Orgpedia is a linked data project planning to do something similar and I’m deeply relieved to see that cooperation between the two is well established. There are differences in approach but they both are already/planning to crowd source information about companies although I think Orgpedia has a slightly broader focus. On the upside that’s two organizations working towards a common goal so that’s twice the power behind it. On the downside it’s two separate URI sets – I hope the cooperation extends to including direct (owl:sameAs) links between the two. It’s good to see W3C Government Linked Data WG co-chair Bernadette Hyland involved with Orgpedia too.

I also took the opportunity to catch up with Jeanne Holm, chief evangelist for data.gov and co-chair of W3C’s eGov Interest Group. Her focus at data.gov at the moment is on rebuilding the platform using a combination of Drupal and CKAN known as the Open Government Platform, OGPL. This isn’t just a US thing – it involves people like Somnath Chandra of the Indian government’s Information Technology and Services (TDIL) who also run the W3C India office, as well as others from around the world. Excitingly, data sets published through OGPL will all display their star rating according to the 5 Stars of Open Data scheme.

But what’s the bigger picture? After just 4 days I can’t possibly have a full perspective, all I can do is to reflect on what I saw and heard from the people I met and offer a hypothesis, no more. If I’m wrong – please put me right through comments below.

Orgpedia is good. The EPA is using and publishing linked data and of course thousands of data sets are available from data.gov and so on. But I feel there are two things missing.

The first of these is a strengthened legal and policy framework. Despite years of work by the web community and allies in government, the goals of the open government data movement appear to remain elusive. Furthermore, the more important the data set is to the workings of government, the less likely it is to be fully open. Examples of data that isn’t fully open include spending, financial and regulatory data. Sharon Dawes of Center for Technology at the University of Albany like to use a cartoon by Ted Goff to explain this. It shows two booths, one offering information at $1, and another offering information you need for $500 (the cartoon is copyright so I can’t include it directly).

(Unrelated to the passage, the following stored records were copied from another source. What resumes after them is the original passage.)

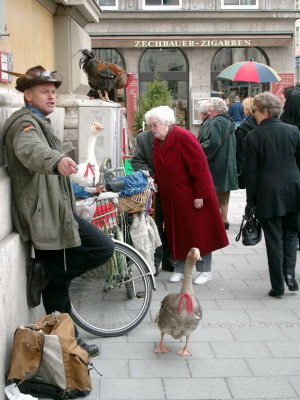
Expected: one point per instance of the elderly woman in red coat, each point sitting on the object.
(191, 212)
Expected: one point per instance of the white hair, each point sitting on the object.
(163, 114)
(203, 106)
(217, 104)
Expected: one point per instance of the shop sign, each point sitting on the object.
(190, 41)
(193, 43)
(132, 91)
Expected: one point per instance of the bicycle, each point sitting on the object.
(112, 299)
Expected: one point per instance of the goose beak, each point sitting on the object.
(98, 126)
(196, 254)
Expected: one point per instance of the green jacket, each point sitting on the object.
(42, 200)
(219, 145)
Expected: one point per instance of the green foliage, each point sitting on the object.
(157, 94)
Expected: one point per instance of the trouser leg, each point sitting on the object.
(162, 252)
(63, 266)
(290, 227)
(273, 232)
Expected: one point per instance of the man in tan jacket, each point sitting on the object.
(43, 206)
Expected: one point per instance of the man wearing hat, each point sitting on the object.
(43, 205)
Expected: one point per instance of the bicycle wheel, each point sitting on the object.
(113, 299)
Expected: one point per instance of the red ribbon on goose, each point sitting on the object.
(188, 303)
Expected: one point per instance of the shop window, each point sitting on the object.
(108, 4)
(2, 19)
(171, 66)
(230, 4)
(113, 56)
(162, 4)
(227, 56)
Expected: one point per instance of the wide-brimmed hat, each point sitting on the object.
(37, 75)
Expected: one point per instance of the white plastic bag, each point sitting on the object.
(13, 393)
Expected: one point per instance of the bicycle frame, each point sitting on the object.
(149, 269)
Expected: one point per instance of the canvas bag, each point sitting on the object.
(46, 359)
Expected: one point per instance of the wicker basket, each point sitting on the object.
(135, 203)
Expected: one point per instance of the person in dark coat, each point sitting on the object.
(236, 111)
(219, 145)
(142, 159)
(291, 113)
(273, 188)
(191, 213)
(241, 132)
(203, 116)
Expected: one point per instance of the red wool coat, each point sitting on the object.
(182, 174)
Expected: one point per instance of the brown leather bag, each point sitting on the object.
(47, 352)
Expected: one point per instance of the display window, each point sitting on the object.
(171, 66)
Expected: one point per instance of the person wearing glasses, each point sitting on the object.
(190, 206)
(42, 200)
(142, 159)
(273, 188)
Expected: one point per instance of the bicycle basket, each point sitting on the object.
(106, 214)
(135, 203)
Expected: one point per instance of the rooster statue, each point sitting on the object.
(103, 76)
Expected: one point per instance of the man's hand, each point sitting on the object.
(67, 166)
(198, 203)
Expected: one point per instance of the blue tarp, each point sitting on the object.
(134, 183)
(79, 191)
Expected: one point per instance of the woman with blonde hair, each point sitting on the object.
(241, 133)
(219, 145)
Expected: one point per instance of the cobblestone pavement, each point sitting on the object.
(246, 347)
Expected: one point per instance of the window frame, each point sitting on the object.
(162, 7)
(238, 7)
(3, 29)
(115, 7)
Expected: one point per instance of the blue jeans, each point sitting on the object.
(96, 248)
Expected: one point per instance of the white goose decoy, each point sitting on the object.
(180, 313)
(88, 173)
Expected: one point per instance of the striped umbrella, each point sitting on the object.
(249, 71)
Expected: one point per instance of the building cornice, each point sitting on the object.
(201, 14)
(82, 11)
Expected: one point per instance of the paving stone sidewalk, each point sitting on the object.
(247, 345)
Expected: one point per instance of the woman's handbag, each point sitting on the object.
(250, 229)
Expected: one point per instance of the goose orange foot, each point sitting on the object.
(161, 348)
(184, 352)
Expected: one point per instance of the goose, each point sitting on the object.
(88, 173)
(180, 313)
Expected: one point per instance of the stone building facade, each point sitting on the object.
(188, 42)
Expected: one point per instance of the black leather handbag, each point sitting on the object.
(250, 229)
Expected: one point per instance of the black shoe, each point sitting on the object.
(291, 283)
(36, 281)
(167, 267)
(275, 293)
(92, 349)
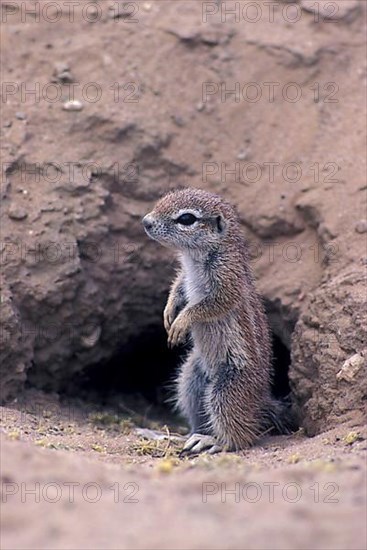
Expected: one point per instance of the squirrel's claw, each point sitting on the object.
(178, 331)
(198, 443)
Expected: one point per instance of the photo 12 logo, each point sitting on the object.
(68, 10)
(247, 12)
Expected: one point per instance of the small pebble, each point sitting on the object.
(17, 213)
(242, 155)
(361, 226)
(73, 105)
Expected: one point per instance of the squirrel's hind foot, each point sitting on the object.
(198, 443)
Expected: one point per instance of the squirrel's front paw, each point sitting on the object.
(169, 315)
(178, 330)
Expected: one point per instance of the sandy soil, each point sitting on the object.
(78, 476)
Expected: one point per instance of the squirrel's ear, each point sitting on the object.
(220, 224)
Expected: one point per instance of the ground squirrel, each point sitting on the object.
(224, 386)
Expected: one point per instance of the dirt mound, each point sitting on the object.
(101, 116)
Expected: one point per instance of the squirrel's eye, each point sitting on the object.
(186, 219)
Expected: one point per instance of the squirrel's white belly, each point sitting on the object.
(196, 283)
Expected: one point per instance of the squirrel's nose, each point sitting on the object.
(148, 222)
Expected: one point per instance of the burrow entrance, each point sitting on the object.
(147, 367)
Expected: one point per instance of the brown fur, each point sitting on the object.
(224, 385)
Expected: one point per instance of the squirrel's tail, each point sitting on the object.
(280, 418)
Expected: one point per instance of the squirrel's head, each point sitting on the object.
(190, 219)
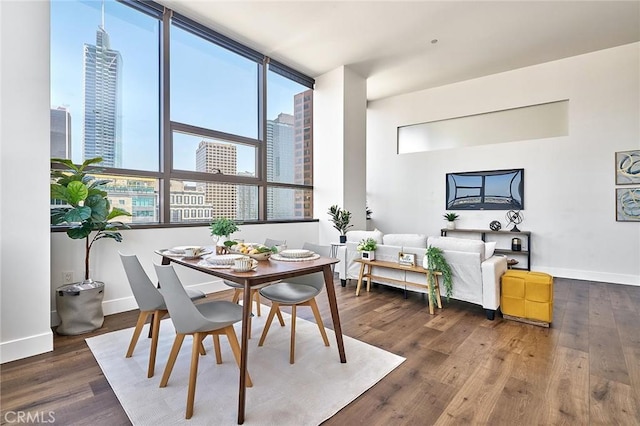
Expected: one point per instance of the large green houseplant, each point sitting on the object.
(82, 206)
(341, 220)
(86, 209)
(437, 262)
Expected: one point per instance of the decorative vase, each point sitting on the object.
(368, 255)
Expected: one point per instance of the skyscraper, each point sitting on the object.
(102, 101)
(216, 157)
(60, 133)
(280, 165)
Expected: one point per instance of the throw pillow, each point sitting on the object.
(489, 248)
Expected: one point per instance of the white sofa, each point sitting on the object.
(476, 270)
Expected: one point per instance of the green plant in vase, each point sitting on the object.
(222, 228)
(437, 262)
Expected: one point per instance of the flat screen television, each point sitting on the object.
(487, 190)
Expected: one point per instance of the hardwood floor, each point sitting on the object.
(460, 367)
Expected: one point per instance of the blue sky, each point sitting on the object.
(210, 87)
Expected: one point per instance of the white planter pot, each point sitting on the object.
(368, 255)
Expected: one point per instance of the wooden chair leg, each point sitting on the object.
(216, 346)
(193, 373)
(292, 350)
(256, 294)
(316, 314)
(142, 318)
(267, 324)
(280, 319)
(236, 295)
(235, 348)
(175, 349)
(155, 331)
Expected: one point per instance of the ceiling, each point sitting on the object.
(393, 43)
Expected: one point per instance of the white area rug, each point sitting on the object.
(306, 393)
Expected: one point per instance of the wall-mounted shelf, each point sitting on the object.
(502, 247)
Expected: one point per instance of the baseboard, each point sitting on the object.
(115, 306)
(25, 347)
(606, 277)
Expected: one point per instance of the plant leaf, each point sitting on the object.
(76, 192)
(77, 214)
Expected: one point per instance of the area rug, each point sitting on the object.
(306, 393)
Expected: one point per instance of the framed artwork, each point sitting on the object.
(628, 204)
(628, 167)
(408, 259)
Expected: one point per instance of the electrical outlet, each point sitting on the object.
(67, 277)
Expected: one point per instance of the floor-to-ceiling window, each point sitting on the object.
(191, 125)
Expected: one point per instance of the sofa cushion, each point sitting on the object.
(408, 240)
(357, 236)
(459, 244)
(489, 249)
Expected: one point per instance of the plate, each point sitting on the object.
(223, 259)
(234, 269)
(296, 253)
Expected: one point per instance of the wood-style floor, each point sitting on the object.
(460, 369)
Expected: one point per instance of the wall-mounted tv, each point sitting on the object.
(488, 190)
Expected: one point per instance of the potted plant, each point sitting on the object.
(89, 216)
(434, 260)
(221, 229)
(367, 248)
(451, 218)
(340, 219)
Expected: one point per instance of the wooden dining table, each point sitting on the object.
(267, 271)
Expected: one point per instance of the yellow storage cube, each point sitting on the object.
(527, 296)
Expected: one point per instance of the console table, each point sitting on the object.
(367, 265)
(525, 253)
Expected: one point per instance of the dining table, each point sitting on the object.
(267, 271)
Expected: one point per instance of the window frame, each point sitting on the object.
(166, 173)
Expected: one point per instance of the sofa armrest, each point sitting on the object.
(492, 270)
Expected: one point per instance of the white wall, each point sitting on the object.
(68, 255)
(569, 181)
(24, 180)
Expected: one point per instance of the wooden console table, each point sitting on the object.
(369, 264)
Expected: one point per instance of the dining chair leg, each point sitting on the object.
(155, 331)
(316, 314)
(292, 350)
(142, 318)
(193, 373)
(235, 348)
(274, 308)
(216, 346)
(177, 344)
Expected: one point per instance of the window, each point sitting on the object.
(107, 94)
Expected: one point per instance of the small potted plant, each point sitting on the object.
(367, 248)
(221, 229)
(434, 260)
(340, 219)
(451, 218)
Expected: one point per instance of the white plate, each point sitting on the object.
(223, 259)
(234, 269)
(296, 253)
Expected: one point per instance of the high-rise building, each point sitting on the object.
(303, 151)
(280, 165)
(216, 157)
(102, 101)
(60, 133)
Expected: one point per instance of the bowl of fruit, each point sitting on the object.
(253, 250)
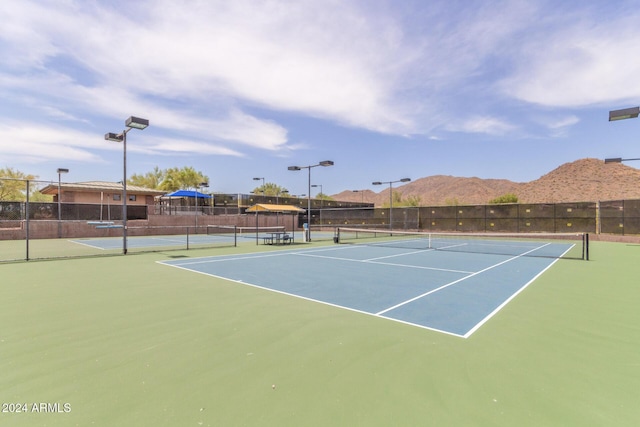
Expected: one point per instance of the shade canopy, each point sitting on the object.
(265, 207)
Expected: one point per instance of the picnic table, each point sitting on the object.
(277, 238)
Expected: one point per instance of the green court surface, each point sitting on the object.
(125, 341)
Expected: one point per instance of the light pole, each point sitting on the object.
(297, 168)
(130, 123)
(258, 179)
(321, 200)
(60, 172)
(391, 196)
(201, 186)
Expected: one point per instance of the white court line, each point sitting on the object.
(457, 281)
(366, 261)
(402, 254)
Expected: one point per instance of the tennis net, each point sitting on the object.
(548, 245)
(244, 231)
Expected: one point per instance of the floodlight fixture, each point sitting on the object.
(136, 123)
(60, 171)
(297, 168)
(115, 137)
(391, 196)
(625, 113)
(618, 160)
(131, 123)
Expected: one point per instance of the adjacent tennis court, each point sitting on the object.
(445, 286)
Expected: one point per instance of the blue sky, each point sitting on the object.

A new industry-lead organization headed by Hudson Hollister, the Data Transparency Coalition is trying to offer the kind of leadership that appears to be lacking or hard to find by being actively involved in revising the DATA Act that didn’t quite make it through the previous session of congress. That activity is aimed squarely at changing the law to encourage the standardization and publication of open government data – something akin to Europe’s Public Sector Information Directive (which is currently under revision).

As a European citizen and member of W3C staff it is not for me to make any comment on potential US legislation beyond a general comment that this “this looks encouraging.”

That’s one aspect. But there’s another… there really doesn’t seem to be an active community within and between US Government agencies. The contrast with London is stark: there are weekly “tea camp meetings“. These came out of the annual UKGovCamp – an annual event that people working in government IT give up their free time to attend. There are meetups, ad hoc working groups, official cross-departmental working groups and, above all, enthusiastic individuals within government making the case for open data and open standards. Civil servants who want open data to succeed, supported by a bunch of enthusiastic, talented, professional geeks. Who are the American counterparts to Britain’s John Sheridan, Paul Davidson and Andrew Stott?; or the Netherlands’ Paul Suijkerbuijk, Sweden’s Peter Krantz, Australia’s Chris Beer, Belgium’s Raf Buyle, Greece’s Thodoris Papadopoulos and so on? Mike Pendleton and Dave Smith at the EPA, yes; Jeanne Holm clearly, yes… but these folk need support from across the Beltway.

As I came away from Washington last night, it seemed to me that there is a need to create a self-sustaining open data ecosystem that delivers on the promise of open data. Hudson Hollister’s work to encourage the successful passing of the revised Data Act is part of that, but the rest is up to we the people.